Fonder la République nouvelle
La Mutualité - 1er février 2003



Discours de Christian Paul, député de la Nièvre


 
La République nouvelle, c'est notre réponse à la crise de la démocratie.

On ne peut complètement pas expliquer notre défaite et redonner à la gauche des fondations solides sans une mise en examen radicale des motifs de l'affaiblissement de la République.

On ne peut dénoncer l'indifférence à la politique, l'abstention massive aux élections ou pointer du doigt les populismes sans en éclairer les causes, dont quelques-unes sont nichées au cœur même de nos institutions.

Le discrédit qui s'est installé n'épargne personne. Nous le lisons dans les yeux des Français, et pas seulement quand la droite est au pouvoir. Nous l'éprouvons chaque fois que l'impunité se révèle au sommet de l'Etat. Nous le vérifions quand les plus jeunes ou les plus pauvres se détournent des urnes dont ils n'attendent rien.

La politique mise en spectacle, l'illusion monarchique, la cohabitation délétère, l' irresponsabilité sans contrôle, et l'impunité à tous les étages avec de bons avocats, tout cela offre, avouons-le, peu de prises à l'engagement civique. Mais cette remise en question pour laquelle nous devons être les premiers volontaires ne peut se borner à corriger les dérives, à combattre les excès ou à punir les corrompus.

Ce sont les rouages et les ressorts même de la Vème République, et ses usages successifs dont il nous faut dénoncer l'inconsistance.
À toujours renvoyer à plus tard cet examen, à faire de la Vème République une icône intouchable, une question interdite pour les socialistes, nous asséchons notre idéal démocratique.

J'entends même dans les débats qui traversent notre parti, que cette question serait mineure et secondaire. Comme s'il pouvait y avoir progrès social sans progrès démocratique.

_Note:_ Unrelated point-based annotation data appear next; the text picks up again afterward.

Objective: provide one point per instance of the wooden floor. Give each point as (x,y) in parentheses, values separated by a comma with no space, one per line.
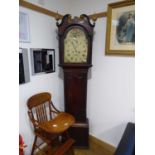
(96,148)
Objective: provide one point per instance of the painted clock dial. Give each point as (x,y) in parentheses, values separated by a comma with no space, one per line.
(75,46)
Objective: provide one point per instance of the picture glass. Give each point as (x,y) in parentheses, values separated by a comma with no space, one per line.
(123,28)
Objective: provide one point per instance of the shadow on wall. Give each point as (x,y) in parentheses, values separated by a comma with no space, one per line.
(113,135)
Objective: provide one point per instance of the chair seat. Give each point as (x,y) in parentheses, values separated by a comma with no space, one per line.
(59,124)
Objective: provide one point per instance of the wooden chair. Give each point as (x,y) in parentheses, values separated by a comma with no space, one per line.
(50,125)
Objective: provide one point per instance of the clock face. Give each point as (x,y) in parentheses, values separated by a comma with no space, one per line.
(75,46)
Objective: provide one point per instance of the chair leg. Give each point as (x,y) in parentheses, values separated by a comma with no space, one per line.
(34,143)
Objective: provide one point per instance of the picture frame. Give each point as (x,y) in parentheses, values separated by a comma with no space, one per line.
(42,60)
(120,33)
(24,28)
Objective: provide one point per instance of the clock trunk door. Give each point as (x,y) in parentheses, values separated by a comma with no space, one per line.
(75,93)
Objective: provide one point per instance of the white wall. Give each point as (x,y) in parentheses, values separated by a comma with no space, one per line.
(110,99)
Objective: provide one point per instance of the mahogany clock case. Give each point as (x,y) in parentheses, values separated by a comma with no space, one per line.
(75,73)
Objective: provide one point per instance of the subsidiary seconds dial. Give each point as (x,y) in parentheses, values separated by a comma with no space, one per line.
(75,46)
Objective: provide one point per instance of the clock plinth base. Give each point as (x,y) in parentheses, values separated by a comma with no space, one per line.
(80,133)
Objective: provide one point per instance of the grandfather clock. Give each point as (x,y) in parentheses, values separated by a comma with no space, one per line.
(75,57)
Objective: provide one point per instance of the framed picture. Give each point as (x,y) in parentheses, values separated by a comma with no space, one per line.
(24,32)
(120,36)
(42,60)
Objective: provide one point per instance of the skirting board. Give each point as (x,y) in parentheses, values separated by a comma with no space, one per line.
(93,140)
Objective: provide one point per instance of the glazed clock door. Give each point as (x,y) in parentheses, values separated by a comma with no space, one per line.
(75,46)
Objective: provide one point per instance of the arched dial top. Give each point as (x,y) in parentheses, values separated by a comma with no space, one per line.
(75,46)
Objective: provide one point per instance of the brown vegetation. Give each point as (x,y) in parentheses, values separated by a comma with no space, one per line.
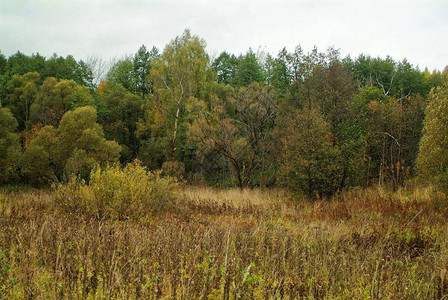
(229,244)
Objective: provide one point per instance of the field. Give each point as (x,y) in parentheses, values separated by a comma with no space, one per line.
(230,244)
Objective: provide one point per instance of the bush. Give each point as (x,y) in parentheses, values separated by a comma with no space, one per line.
(116,193)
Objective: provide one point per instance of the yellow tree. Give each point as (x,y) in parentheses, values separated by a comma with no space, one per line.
(180,75)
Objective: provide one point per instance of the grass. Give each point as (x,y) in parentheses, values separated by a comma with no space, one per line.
(230,244)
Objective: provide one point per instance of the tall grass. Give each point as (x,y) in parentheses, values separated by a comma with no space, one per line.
(229,244)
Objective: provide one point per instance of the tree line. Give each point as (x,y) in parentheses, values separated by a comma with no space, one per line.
(314,122)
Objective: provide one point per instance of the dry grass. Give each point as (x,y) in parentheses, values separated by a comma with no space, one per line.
(230,244)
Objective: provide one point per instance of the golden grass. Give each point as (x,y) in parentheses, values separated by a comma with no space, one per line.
(226,244)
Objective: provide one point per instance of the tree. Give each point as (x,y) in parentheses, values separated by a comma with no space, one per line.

Comme s'il était accessoire de savoir en cet instant qui décide de la guerre ou de la paix, ou du droit de veto de la France au Conseil de sécurité. De savoir de quels pouvoirs réels de choix et de décision disposent ceux que nous envoyons à l'Assemblée nationale. De quels pouvoirs, ils disposent réellement pour contrôler l'usage de l'argent public ou le respect des libertés.
Comme s'il était secondaire de savoir que sous Chirac, le gouvernement n'est pas un exécutif responsable devant la représentation nationale, mais un collectif d'exécutants susceptibles de disgrâce.

Comme s'il était secondaire de savoir que ces institutions donnent à la droite la capacité de brider les réformes comme elle l'a fait dans l'opposition et la cohabitation, et surtout lui donnent tous les moyens de déchirer à belles dents le pacte républicain quand elle revient au pouvoir.

À ce propos, l'UMP fait encore mieux que le RPR, et l'appétit lui vient en mangeant. La nomination aux emplois publics dans un vivier de serviteurs zélés, l'indépendance des magistrats à nouveau piétinés, les lois électorales de convenance, la décentralisation à la manière féodale font de cette période sans contre-pouvoirs l'une des plus impitoyables pour la démocratie française.

Ces questions ne sont pas subsidiaires. Mépriser cette question, c'est nier ce que Jaurès affirma : " la République, c'est la forme politique du socialisme ". C'est oublier que jamais les socialistes français n'ont trouvé un nouveau souffle sans porter l'idée républicaine et l'espoir d'une démocratie authentique. C'est oublier les leçons de l'exercice du pouvoir depuis 1981, les défaites programmées quand le peuple n'est plus au rendez-vous. C'est oublier de relire, de Pierre Mendès France, (quand bien même une rue de Paris porte enfin son nom), ce livre visionnaire que fut, il y a 40 ans, " La République moderne ".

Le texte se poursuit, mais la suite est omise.